Why The Performance Of My Cluster Is Bad

zhanghongzhou edited this page Jul 9, 2015 · 3 revisions

Sheepdog provide some mechanisms, such as object cache, journaling device, etc., which affect the cluster's performance in terms of IO(VM read/write). It is up to the users to enforce policies on these building blocks. Basically, there are following building blocks user can make use:

  1. object cache (client side mechanism)
  2. journaling device (server side mechanism)
  3. directio of read/write for both object cache and backend
  4. sync flag for write for backend

As default setup

$ sheep /store

which set up the cluster with the safest mechanisms, that with object cache disabled, no journaling device, buffered read and make sure every write of backend with SYNC flag set. No surprise, this will result in worst performance. The biggest penalty from default setup is SYNC-flagged write. We can verify how bad the normal synced write is by

$ dd if=/dev/zero of=test oflag=sync bs=1M count=100

which typically limits the throughout from about 10M/s to 20M/s even for local disk write, which runs in terms of mechanical speed. So with overhead of network and replication, you'll probably experience a less than 10M/s throughput with this setup of sheepdog cluster.

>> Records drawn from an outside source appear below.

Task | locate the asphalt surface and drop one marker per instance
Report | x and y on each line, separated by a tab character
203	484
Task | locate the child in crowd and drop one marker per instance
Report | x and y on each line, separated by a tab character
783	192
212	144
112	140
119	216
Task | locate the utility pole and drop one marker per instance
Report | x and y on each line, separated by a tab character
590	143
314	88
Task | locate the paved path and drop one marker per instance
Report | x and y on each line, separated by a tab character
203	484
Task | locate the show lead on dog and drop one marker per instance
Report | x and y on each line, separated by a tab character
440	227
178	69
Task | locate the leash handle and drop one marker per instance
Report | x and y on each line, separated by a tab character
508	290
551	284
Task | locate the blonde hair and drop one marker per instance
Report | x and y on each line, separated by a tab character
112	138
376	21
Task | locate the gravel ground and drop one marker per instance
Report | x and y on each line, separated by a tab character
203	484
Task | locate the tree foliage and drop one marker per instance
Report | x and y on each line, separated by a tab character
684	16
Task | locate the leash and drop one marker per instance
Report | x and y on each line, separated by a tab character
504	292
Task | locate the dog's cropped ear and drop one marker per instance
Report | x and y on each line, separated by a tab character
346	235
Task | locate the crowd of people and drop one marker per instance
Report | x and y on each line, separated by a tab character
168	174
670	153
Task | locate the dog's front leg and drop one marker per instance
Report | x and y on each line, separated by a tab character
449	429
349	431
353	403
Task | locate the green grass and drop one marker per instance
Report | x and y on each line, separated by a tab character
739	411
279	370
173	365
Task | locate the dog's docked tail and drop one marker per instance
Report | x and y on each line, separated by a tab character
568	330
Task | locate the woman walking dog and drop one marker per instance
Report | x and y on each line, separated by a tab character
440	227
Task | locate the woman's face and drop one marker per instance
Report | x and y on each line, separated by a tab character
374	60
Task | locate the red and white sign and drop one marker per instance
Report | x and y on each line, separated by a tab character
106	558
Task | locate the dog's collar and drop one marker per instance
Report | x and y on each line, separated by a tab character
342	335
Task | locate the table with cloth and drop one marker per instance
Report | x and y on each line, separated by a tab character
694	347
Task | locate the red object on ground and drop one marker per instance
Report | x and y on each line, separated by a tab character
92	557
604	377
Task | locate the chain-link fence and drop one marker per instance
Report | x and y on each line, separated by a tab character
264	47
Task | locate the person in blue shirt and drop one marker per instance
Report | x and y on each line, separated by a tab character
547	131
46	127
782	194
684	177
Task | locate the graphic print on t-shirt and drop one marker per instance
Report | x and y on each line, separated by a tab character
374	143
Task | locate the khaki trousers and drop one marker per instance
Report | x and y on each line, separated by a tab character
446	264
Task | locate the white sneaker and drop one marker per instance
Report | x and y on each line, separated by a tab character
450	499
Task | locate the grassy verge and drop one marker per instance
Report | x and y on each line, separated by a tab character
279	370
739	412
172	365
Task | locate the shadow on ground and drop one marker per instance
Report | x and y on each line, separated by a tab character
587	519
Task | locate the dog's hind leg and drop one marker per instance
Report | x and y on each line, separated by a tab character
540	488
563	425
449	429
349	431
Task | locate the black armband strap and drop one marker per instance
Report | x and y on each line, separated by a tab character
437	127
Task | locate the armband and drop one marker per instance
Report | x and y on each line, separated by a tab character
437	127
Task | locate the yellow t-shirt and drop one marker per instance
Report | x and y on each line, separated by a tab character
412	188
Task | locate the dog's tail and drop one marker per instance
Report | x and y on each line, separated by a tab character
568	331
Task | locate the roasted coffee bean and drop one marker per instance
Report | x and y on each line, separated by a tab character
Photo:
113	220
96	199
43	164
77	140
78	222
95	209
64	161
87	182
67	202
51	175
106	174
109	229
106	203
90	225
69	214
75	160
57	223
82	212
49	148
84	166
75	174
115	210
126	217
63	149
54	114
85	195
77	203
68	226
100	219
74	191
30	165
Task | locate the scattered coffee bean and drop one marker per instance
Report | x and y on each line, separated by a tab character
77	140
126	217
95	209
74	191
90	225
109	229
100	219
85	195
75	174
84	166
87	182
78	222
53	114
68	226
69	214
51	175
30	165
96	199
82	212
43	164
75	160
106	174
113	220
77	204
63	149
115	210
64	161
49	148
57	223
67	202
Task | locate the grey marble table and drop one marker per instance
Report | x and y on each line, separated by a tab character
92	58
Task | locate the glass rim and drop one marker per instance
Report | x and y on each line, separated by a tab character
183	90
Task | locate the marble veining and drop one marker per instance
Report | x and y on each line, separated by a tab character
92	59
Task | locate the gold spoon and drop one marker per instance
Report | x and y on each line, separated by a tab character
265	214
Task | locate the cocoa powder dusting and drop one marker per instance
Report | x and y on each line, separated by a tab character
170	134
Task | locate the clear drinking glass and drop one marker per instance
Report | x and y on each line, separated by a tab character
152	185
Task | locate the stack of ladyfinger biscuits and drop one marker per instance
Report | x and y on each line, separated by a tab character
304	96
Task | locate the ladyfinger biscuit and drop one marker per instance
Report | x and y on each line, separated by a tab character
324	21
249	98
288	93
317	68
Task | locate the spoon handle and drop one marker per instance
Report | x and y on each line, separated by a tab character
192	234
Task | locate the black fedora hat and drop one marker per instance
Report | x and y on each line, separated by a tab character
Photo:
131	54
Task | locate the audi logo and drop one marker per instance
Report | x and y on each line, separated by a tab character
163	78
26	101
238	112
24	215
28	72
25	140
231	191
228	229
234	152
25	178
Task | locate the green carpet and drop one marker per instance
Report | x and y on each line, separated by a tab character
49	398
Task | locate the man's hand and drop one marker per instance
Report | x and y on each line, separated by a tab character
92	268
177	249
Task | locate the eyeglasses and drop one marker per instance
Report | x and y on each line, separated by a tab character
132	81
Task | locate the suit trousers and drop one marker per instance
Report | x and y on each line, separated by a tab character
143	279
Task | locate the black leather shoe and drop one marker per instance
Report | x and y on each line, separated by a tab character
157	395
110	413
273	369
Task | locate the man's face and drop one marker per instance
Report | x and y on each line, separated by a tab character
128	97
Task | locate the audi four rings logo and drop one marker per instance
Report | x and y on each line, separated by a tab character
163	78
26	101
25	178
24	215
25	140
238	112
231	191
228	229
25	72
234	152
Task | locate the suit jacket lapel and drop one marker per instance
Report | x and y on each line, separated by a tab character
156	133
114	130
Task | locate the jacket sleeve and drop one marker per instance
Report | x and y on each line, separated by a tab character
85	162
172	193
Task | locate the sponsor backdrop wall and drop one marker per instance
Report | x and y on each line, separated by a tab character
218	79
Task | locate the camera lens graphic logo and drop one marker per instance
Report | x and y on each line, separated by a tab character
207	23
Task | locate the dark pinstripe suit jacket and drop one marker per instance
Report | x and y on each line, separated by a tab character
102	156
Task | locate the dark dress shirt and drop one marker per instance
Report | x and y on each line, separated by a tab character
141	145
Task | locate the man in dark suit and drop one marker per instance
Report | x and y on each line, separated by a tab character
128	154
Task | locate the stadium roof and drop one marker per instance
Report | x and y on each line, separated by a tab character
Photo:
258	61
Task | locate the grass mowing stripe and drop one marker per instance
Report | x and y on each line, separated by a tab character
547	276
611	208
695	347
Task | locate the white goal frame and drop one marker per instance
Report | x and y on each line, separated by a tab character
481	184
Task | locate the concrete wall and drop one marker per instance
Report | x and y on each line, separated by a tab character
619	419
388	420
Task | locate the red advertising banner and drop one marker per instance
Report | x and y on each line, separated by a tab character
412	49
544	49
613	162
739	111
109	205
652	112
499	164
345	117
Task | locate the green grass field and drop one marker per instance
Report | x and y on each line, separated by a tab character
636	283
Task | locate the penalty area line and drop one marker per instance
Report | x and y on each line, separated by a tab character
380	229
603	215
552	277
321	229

To boost the performance, you should consider object cache at the first place because it allows sheepdog to execute requests in terms of local disk(either sata or ssd) speed without 'sync' flagged (that ranges from 50M/s ~ 500M/s), even in terms of memory speed (that ranges from 500M/s to 2000M/s).

A lesser mechanism is journaling device, which you can double or triple the write performance without object cache enabled, or sync(like you call 'sync' in VM) performance with object cache enabled.

Another option is '-n, --nosync' for sheep daemon, which drops O_SYNC for write of backend. It literally means we don't set 'sync' flag for write of backend. This will dramatically improve write performance if you don't have object cache enabled, at the cost of possibility to lost some data in the case of power failure of the whole cluster. In other words, if only some nodes in the cluster crash, there is no damage of data at all even if you have '--nosync' enabled (assume the number for failed nodes is protected by the redundancy level). If any one of following conditions goes with your cluster,

  • your data center promises there is no power outage
  • all the disks are battery-backed
  • you don't care about the very low possibility of power outage and want the best performance

you can enable '--nosync' option for sheep daemon to enjoy write boost.